Walter Clegg Stevenson (1877-1931) pioneered the use of radium treatment at Dr Steevens’ Hospital. He joined the staff in 1904 as assistant surgeon and radiologist and in 1911 he became the Surgeon, a position he held until 1916, when he was succeeded by Arthur Chance. During the First World War he served in France and on his return was appointed as consulting radiologist at Dr Steevens’. He and John Joly (1857-1933) were responsible for developing the ‘Dublin Method’ in radiology, a method which, as Leaney and Lunney (2009) note, ‘won acclaim from radium centres in New York, Brussels, Stockholm and London.’
Photograph of Walter C. Stevenson.
Stevenson’s paper in The Medical Press in March 1914 explained the new ‘Dublin Method’ as follows:
It is evident that it is essential to bury the radium to obtain the greatest efficiency in its use, as otherwise more than half the Gamma rays are lost. This can be done by the use of exploring needles containing the radium or its emanation in fine capillary tubes… The needles can be placed parallel and as close to, or as far apart from one another as is desirable, in accordance with the concentration of the radio-active material employed.
In effect the Dublin Method developed the precursor to the modern radium needle.
Stevenson provides us with an interesting insight into his work on radium at Dr Steevens’ Hospital in an article dated to 1925. In the following case of a gun shot wound to the thigh, sustained in 1914, he noted the successful treatment of the patient (one of the army pensioners treated at Dr Steevens’ Hospital), by his radium method:
G.S.W., Thigh. Crippled with sciatic pain since wounded, in 1914. Has had prolonged courses of treatment, including seven operations, two of which were on the sciatic nerve. Has had eight months diathermy treatment recently at Blackrock Pensions’ Hospital, which only produced temporary relief. Suffers from marked twitching and tremor of leg, which became very pronounced when the sole of the foot was touched. Walked stiffly with the aid of sticks. Flexion of the knew limited. Stretching exercises and massages impossible. After radiation, which was applied for six days on scarred area of thigh, 59.6 med. Gamma rays, patient could bear deep massage down the whole course of the sciatic nerve to the sole of the foot. Was able to flex and extend the knee well, though these movements continued to cause cramp in the calf muscles for a month after treatment, when the cramps disappeared. The patient at present has no cramps or tremors, is able to walk much further, and has not to depend on a stick, and gets a good night’s rest, which he was unable to do before.
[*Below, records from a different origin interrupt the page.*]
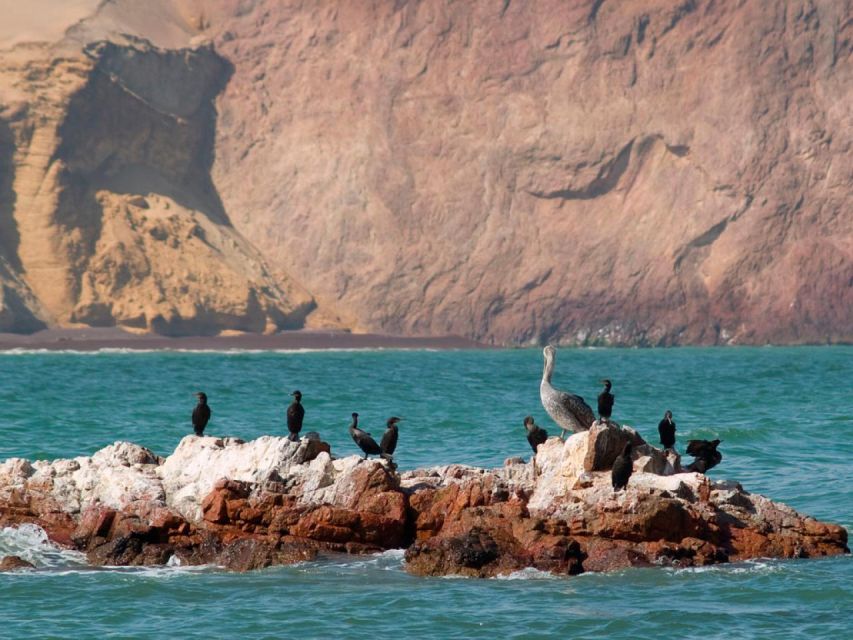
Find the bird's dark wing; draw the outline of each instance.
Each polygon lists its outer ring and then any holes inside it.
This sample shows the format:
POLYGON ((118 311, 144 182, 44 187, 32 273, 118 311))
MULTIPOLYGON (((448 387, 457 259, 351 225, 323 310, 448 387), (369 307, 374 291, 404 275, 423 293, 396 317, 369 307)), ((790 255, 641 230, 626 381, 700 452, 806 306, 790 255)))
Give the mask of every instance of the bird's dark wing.
POLYGON ((305 418, 305 407, 294 402, 287 408, 287 429, 298 433, 302 429, 302 420, 305 418))
POLYGON ((382 453, 394 455, 394 450, 397 448, 398 433, 396 429, 386 429, 382 434, 382 441, 379 443, 379 448, 382 453))
POLYGON ((361 450, 365 453, 372 453, 374 455, 379 455, 382 453, 382 449, 379 448, 379 445, 376 444, 376 440, 370 437, 370 434, 365 432, 365 434, 359 439, 358 446, 361 447, 361 450))
POLYGON ((634 470, 634 463, 630 456, 618 456, 613 462, 613 469, 610 471, 610 480, 614 489, 619 489, 628 484, 628 478, 634 470))
POLYGON ((210 420, 210 407, 206 404, 196 405, 193 409, 193 426, 199 429, 204 429, 210 420))
POLYGON ((370 437, 370 434, 367 431, 362 431, 361 429, 356 428, 353 430, 352 439, 355 440, 355 443, 358 445, 359 449, 364 451, 365 453, 372 455, 379 455, 382 451, 379 449, 379 445, 376 444, 376 440, 370 437))
POLYGON ((701 456, 708 448, 708 444, 707 440, 688 440, 687 455, 694 457, 701 456))

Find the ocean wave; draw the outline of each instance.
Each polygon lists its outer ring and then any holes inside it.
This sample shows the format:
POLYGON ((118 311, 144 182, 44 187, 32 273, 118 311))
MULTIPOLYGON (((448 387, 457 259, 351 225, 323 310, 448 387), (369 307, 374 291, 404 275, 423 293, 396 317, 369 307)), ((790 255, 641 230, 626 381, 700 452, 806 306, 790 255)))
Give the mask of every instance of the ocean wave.
POLYGON ((497 576, 497 580, 559 580, 561 576, 557 576, 548 571, 540 571, 533 567, 525 567, 518 571, 513 571, 506 575, 497 576))
POLYGON ((704 567, 666 567, 664 571, 670 574, 684 573, 725 573, 731 575, 739 574, 771 574, 785 571, 784 560, 771 558, 758 558, 756 560, 745 560, 731 564, 713 564, 704 567))
POLYGON ((44 529, 34 524, 0 529, 0 556, 19 556, 36 568, 87 566, 79 551, 51 542, 44 529))
POLYGON ((50 571, 51 576, 79 576, 92 574, 120 574, 134 578, 152 578, 156 580, 174 580, 188 574, 227 573, 224 567, 213 564, 196 565, 156 565, 145 567, 103 567, 85 565, 79 567, 61 567, 50 571))
POLYGON ((102 567, 90 565, 86 555, 64 549, 47 537, 47 532, 35 524, 0 529, 0 557, 19 556, 35 565, 36 569, 49 570, 50 575, 72 575, 93 572, 133 574, 143 577, 170 578, 185 573, 223 571, 215 565, 183 565, 172 556, 165 565, 149 567, 102 567))
POLYGON ((297 567, 307 573, 322 573, 328 570, 345 572, 361 572, 379 569, 383 571, 399 571, 403 568, 405 549, 388 549, 368 556, 329 556, 321 562, 300 562, 290 567, 297 567))

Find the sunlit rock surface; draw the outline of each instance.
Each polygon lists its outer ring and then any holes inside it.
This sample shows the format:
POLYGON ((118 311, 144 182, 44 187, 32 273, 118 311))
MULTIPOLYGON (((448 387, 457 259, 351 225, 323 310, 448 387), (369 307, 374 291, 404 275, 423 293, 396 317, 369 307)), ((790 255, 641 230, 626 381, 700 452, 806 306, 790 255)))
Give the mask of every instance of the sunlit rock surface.
POLYGON ((392 548, 407 549, 416 574, 482 577, 847 552, 842 527, 737 483, 672 465, 669 475, 642 471, 644 443, 615 493, 591 454, 597 440, 620 437, 639 438, 615 426, 551 438, 535 474, 510 460, 398 475, 376 460, 333 459, 307 438, 187 436, 165 459, 117 442, 92 457, 0 464, 0 526, 38 524, 96 564, 236 570, 392 548))
POLYGON ((0 331, 853 341, 848 3, 7 5, 0 331))

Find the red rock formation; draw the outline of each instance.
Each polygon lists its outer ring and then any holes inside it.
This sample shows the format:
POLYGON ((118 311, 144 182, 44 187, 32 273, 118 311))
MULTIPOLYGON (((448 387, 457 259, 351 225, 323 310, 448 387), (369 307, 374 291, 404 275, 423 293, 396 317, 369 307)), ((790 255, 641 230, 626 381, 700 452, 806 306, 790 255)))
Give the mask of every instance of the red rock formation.
MULTIPOLYGON (((595 441, 618 439, 616 429, 552 438, 536 478, 522 463, 398 476, 378 461, 333 461, 311 441, 272 437, 188 436, 165 461, 127 443, 92 458, 13 459, 0 464, 0 526, 38 524, 94 564, 241 571, 404 547, 415 574, 479 577, 847 551, 842 527, 701 474, 638 469, 614 493, 608 471, 586 466, 607 449, 595 441)), ((649 457, 635 455, 637 465, 649 457)))

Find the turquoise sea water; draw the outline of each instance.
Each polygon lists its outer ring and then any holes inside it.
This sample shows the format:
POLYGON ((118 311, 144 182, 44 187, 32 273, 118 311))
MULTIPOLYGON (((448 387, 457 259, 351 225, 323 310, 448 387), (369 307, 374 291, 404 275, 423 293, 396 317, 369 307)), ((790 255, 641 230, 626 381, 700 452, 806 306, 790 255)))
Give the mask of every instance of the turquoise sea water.
MULTIPOLYGON (((0 460, 90 455, 130 440, 168 455, 191 431, 283 434, 287 393, 305 430, 336 455, 358 411, 374 435, 402 415, 401 469, 497 466, 529 454, 538 350, 290 353, 0 354, 0 460)), ((853 347, 560 350, 554 383, 587 398, 609 377, 614 419, 656 442, 671 409, 678 448, 720 438, 716 478, 853 526, 853 347)), ((0 531, 0 556, 35 572, 0 574, 0 638, 853 638, 849 556, 758 560, 694 570, 634 569, 554 578, 424 579, 402 552, 330 557, 248 574, 212 567, 103 569, 40 539, 0 531)))

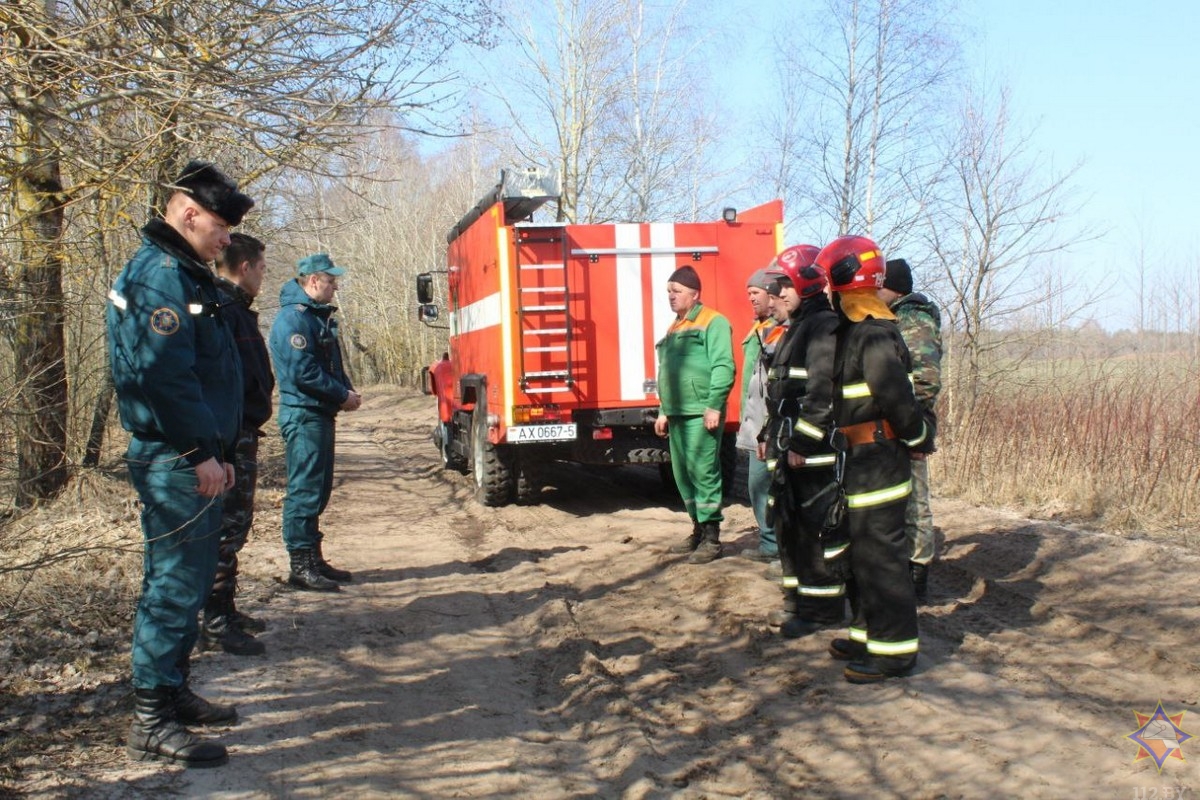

Stevenson explained that of the 188 patients treated in 1925 100 had suffered from malignant diseases while 88 had, as in the above case, been treated for non-malignant conditions. This was a trend he continued, stating in 1929 that of the 2,000 patients he had treated with radium since 1914 about half of them had been radiated for non-malignant conditions. As time went on he was, however, becoming more aware of the undesirable effects of the treatment. As Coakley (1992) notes, the new method was not without danger and in 1929 Stevenson himself drew attention to this fact in his paper on ‘The uses of radium in medicine’, declaring that ‘No account of radium is complete without a very grave note of warning to those who employ it of the risks they run of burning their fingers, starting an epithelioma in their hands or producing a fatal anaemia.’
Plaque to Arthur Chance.
His successor, Arthur Joseph Chance (1889-1980) reigned as orthopaedic surgeon at Dr Steevens’ Hospital for the first half of the twentieth century. He had been appointed Surgeon to Dr Steevens’ Hospital in 1916 and remained in the post for the next fifty years, becoming chairman to the Board of Governors in 1954 until 1972. As Professor of Surgery at the Royal College of Surgeons of Ireland he, like other doctors at Dr Steevens’, worked in other Dublin hospitals, and, as the first Chairman of the Central Council of the Federated Dublin Hospitals (1961-4) played an important role in the development of the Federated Hospitals of Dublin.
Sources
Andrews, Helen (2009), ‘Chance, Arthur Joseph’, in Dictionary of Irish Biography (Cambridge University Press).
Coakley, Davis (1992), Irish Masters of Medicine (Dublin: Town House).
Leaney, Enda and Lunney, Linde (2009), ‘Stevenson, Walter Clegg’, Dictionary of Irish Biography (Cambridge University Press).
Stevenson, W. C. (1914), ‘An economical method of using radium for therapeutic purposes’ in The Medical Press, 97, NS, pp. 251-2.
Stevenson, W. C. (1925), ‘Report on one Years’s Radium Work Carried Out in 1925’, reprinted from the Report of the Irish Radium Committee for the Year 1925, SCIENTIFIC PROCEEDINGS OF THE ROYAL DUBLIN SOCIETY, September, 1926, Volume xviii, No. 26.’
Stevenson, W. C. (1929), ‘The Use of Radium in Medicine’, reprint from The Irish Journal of Medical Science November 1929’.